Perché la Rai racconta (benissimo) Franco Basaglia e non un Dr. House psichiatra

Che bella sorpresa poter seguire una produzione televisiva come quella trasmessa ieri e avant'ieri da Rai uno, che esce dal solito buonismo didascalico o dall'intrattenimento leggero da avanspettacolo che di solito caratterizzano le fiction del piccolo schermo, per raccontarci un pezzo di storia straordinariamente importante e dimenticata, quella della battaglia di Franco Basaglia contro la psichiatria degli elettroshock, del controllo sociale, della repressione della diversità attraverso giustificazioni pseudoscientifiche che nascondevano semplicemente le regole della morale borghese di allora.

Ecco, quando la tv di stato è capace di portaci il cinema a casa, perché "C'era una volta la città dei matti" aveva senza dubbio tutte le carte in regola per approdare con successo sul grande schermo, allora per una volta siamo tutti più felici di pagare il canone. Peccato che la Rai sia così avara di operazioni di questo livello, e svaluti un genere di così grandi potenzialità come quello dei film tv con produzioni mediocri e insulse, che difficilmente si distinguono dal livello infimo dei reality e dei talk show.

C'è da dire che le poche volte in cui Rai Fiction è riuscita a volare alto è stato sempre con film di ambientazione storica, che si cimentavano nella ricostruzione di un'epoca, di un evento, di un personaggio. Nel campo della vera finzione si è sempre scelto di rischiare il meno possibile, di rimanere entro i confini dell'intrattenimento dozzinale per famiglie, tra medici dal cuore d'oro e preti detective.

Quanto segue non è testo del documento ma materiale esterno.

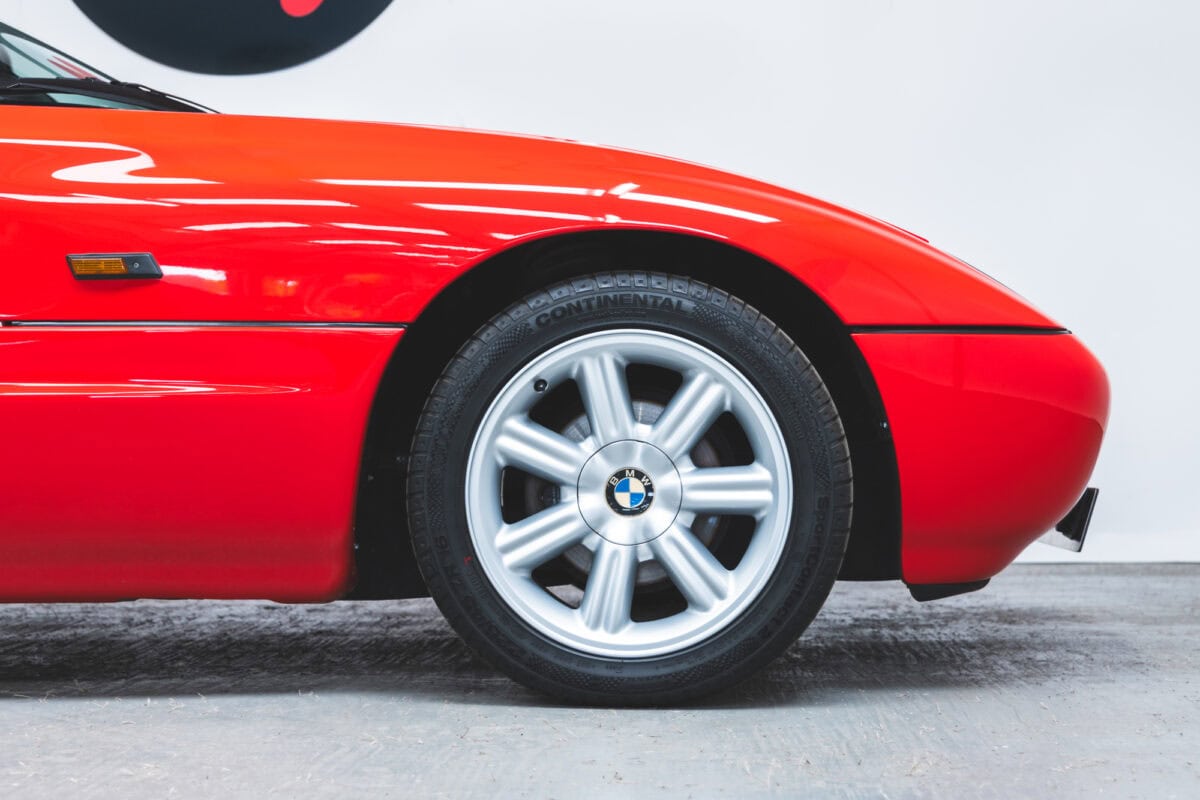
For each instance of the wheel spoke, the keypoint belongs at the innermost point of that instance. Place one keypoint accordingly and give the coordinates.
(609, 595)
(605, 391)
(690, 414)
(535, 540)
(535, 449)
(729, 489)
(700, 577)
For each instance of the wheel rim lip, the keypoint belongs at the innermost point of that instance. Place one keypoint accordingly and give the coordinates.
(544, 613)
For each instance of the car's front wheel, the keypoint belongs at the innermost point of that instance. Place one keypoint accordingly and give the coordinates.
(629, 488)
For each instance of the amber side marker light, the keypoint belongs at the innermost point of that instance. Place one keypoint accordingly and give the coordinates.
(114, 265)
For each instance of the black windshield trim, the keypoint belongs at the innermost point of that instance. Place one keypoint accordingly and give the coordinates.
(124, 92)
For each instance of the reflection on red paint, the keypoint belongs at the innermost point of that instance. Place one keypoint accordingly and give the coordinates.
(300, 7)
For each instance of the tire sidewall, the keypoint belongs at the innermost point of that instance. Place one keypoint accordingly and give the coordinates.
(732, 330)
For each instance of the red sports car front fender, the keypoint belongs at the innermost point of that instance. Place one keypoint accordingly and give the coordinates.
(995, 434)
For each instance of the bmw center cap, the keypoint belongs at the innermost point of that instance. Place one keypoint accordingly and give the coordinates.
(629, 491)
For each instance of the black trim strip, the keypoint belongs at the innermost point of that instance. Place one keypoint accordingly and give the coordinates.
(180, 323)
(1012, 330)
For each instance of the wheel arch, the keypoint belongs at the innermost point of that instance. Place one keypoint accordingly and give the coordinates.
(385, 566)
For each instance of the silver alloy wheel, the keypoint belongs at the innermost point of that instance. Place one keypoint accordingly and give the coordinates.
(629, 493)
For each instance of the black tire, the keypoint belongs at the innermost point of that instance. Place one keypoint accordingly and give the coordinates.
(729, 328)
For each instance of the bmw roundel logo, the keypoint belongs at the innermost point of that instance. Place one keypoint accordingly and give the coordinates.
(629, 491)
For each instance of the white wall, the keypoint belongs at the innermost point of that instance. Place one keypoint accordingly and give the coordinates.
(1054, 144)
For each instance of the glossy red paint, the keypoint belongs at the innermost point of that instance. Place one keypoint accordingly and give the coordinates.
(319, 221)
(995, 438)
(181, 462)
(222, 462)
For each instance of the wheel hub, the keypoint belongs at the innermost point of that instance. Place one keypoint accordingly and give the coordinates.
(629, 505)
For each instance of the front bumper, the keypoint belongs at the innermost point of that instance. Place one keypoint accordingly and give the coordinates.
(996, 434)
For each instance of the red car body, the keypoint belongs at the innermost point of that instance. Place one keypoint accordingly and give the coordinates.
(204, 434)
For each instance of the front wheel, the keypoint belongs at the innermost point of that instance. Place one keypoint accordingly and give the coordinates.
(629, 488)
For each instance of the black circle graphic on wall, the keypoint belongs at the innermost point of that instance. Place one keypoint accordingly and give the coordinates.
(232, 36)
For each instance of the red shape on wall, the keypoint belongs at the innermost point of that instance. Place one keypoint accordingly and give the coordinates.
(300, 7)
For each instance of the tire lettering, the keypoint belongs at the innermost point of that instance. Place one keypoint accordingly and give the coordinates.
(613, 300)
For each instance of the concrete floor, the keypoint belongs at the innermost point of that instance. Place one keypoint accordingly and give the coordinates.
(1054, 681)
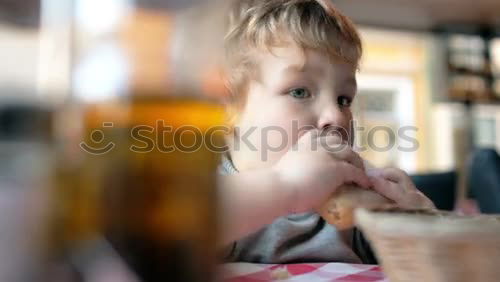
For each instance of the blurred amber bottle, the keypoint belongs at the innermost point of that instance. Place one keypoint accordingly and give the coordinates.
(144, 180)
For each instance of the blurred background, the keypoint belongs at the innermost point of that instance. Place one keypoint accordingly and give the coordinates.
(431, 65)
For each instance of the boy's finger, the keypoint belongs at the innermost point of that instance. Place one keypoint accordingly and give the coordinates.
(355, 175)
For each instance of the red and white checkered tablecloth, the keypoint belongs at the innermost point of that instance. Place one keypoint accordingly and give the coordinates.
(248, 272)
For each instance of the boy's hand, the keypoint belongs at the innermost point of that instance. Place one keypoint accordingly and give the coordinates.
(396, 185)
(317, 165)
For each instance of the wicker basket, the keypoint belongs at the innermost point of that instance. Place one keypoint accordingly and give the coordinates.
(433, 246)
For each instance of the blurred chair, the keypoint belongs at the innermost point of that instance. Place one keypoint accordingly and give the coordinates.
(484, 180)
(439, 187)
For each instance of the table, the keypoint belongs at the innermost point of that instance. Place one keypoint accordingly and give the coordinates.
(332, 272)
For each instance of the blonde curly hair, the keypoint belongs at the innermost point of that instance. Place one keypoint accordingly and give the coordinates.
(263, 24)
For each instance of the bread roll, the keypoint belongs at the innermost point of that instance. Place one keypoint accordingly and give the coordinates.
(339, 209)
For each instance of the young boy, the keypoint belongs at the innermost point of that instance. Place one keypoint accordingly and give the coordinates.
(291, 68)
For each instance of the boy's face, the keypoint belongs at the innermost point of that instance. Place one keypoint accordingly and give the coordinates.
(297, 90)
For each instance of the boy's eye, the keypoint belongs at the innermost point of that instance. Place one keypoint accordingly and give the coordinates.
(344, 101)
(300, 93)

Il motivo è facilmente comprensibile. Se ci si avventura fuori dai soliti clichè, a sperimentare nuove idee e nuovi linguaggi, abbandonando il terreno sicuro dei buoni sentimenti della fiction formato Mulino Bianco, il pericolo concreto è quello di andare incontro a bocciature, polemiche, censure e boicottaggi politici di ogni tipo. Come accadde al capolavoro di Marco Tullio Giordana, La meglio gioventù, prodotto per la televisione e che la Rai si decise a trasmettere – dopo averlo bloccato – solamente dopo il successo al festival di Cannes.

Il modo più sicuro per far passare certi messaggi in tivù rimane quello di raccontare il passato, la storia con la s maiuscola, perché la storia, se raccontata con obiettività e onestà intellettuale, è (almeno fino a un certo punto) meno contestabile, meno soggetta alla scure della censura, in un paese dove purtroppo la televisione è governata dalla politica e utilizzata dal potere soprattutto come mezzo di controllo e condizionamento sociale.

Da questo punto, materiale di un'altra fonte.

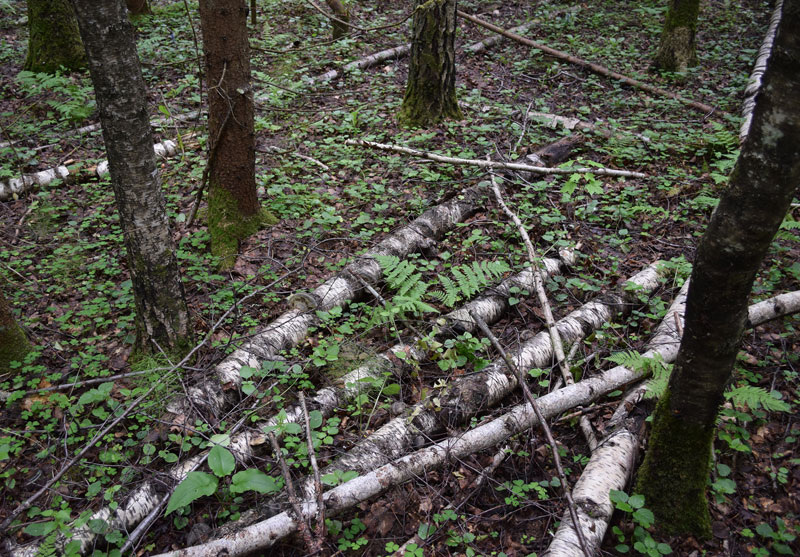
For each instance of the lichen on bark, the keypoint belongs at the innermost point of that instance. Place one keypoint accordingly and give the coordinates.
(430, 91)
(676, 51)
(53, 38)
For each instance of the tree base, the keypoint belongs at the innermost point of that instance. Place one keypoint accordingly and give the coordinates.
(674, 475)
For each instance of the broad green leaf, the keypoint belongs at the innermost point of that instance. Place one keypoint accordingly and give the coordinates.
(253, 480)
(221, 461)
(194, 486)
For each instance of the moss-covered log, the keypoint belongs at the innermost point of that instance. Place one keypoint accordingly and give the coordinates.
(676, 468)
(13, 343)
(676, 51)
(53, 38)
(431, 88)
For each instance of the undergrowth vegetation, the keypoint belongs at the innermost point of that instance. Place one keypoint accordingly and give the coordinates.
(63, 262)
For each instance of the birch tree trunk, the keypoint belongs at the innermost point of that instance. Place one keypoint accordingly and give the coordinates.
(233, 208)
(676, 51)
(431, 88)
(53, 38)
(162, 315)
(675, 472)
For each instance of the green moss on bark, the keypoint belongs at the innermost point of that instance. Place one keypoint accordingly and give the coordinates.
(228, 226)
(676, 51)
(54, 40)
(674, 477)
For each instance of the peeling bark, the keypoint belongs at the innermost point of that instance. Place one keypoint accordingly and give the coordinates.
(292, 326)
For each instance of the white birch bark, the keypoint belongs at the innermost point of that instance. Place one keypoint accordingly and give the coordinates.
(612, 465)
(754, 82)
(292, 326)
(17, 186)
(264, 534)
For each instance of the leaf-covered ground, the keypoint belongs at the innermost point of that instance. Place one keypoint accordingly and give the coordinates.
(62, 257)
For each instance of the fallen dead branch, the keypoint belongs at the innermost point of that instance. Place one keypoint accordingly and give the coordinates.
(591, 66)
(612, 465)
(17, 186)
(754, 82)
(492, 164)
(520, 418)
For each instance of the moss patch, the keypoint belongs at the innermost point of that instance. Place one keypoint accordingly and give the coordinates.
(228, 226)
(674, 474)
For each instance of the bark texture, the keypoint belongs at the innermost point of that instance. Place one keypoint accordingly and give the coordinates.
(53, 38)
(162, 315)
(676, 51)
(233, 209)
(431, 88)
(675, 471)
(13, 343)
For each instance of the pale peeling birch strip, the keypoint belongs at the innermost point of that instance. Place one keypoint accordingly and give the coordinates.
(17, 186)
(611, 466)
(264, 534)
(292, 327)
(754, 81)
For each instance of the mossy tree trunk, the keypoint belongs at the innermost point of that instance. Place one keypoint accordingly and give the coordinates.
(233, 208)
(340, 25)
(162, 316)
(676, 51)
(676, 468)
(431, 88)
(138, 7)
(53, 37)
(13, 343)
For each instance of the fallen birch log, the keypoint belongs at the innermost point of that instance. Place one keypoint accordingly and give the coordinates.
(16, 186)
(611, 465)
(292, 326)
(591, 66)
(754, 81)
(492, 164)
(418, 423)
(264, 534)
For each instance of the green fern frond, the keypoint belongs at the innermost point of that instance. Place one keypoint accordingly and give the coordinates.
(756, 397)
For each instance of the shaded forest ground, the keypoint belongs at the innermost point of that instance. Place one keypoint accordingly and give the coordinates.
(62, 255)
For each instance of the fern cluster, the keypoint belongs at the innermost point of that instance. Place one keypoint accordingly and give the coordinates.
(406, 279)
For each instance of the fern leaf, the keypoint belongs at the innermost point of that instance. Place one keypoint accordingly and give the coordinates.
(756, 397)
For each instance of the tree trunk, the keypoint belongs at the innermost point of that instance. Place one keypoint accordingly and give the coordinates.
(676, 50)
(233, 209)
(340, 25)
(162, 315)
(13, 343)
(138, 7)
(675, 471)
(431, 89)
(53, 39)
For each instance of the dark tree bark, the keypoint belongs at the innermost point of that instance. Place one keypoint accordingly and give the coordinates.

Ecco perché se si vuole raccontare che la follia è semplicemente una parte di noi, e non necessariamente la parte più oscura, è più semplice scegliere di rievocare la storia di Franco Basaglia – bellissima e che merita di essere raccontata – piuttosto che arrischiarsi a immaginare e dare vita a un Dr. House italiano della psichiatria. Per operazioni del genere ci vorrebbero i partiti fuori dalla tv, ci vorrebbe quell'aria di libertà che in questo paese non si respira da molti anni.

(Nella foto: i bravissimi Fabrizio Gifuni e Vittoria Puccini in una scena della fiction).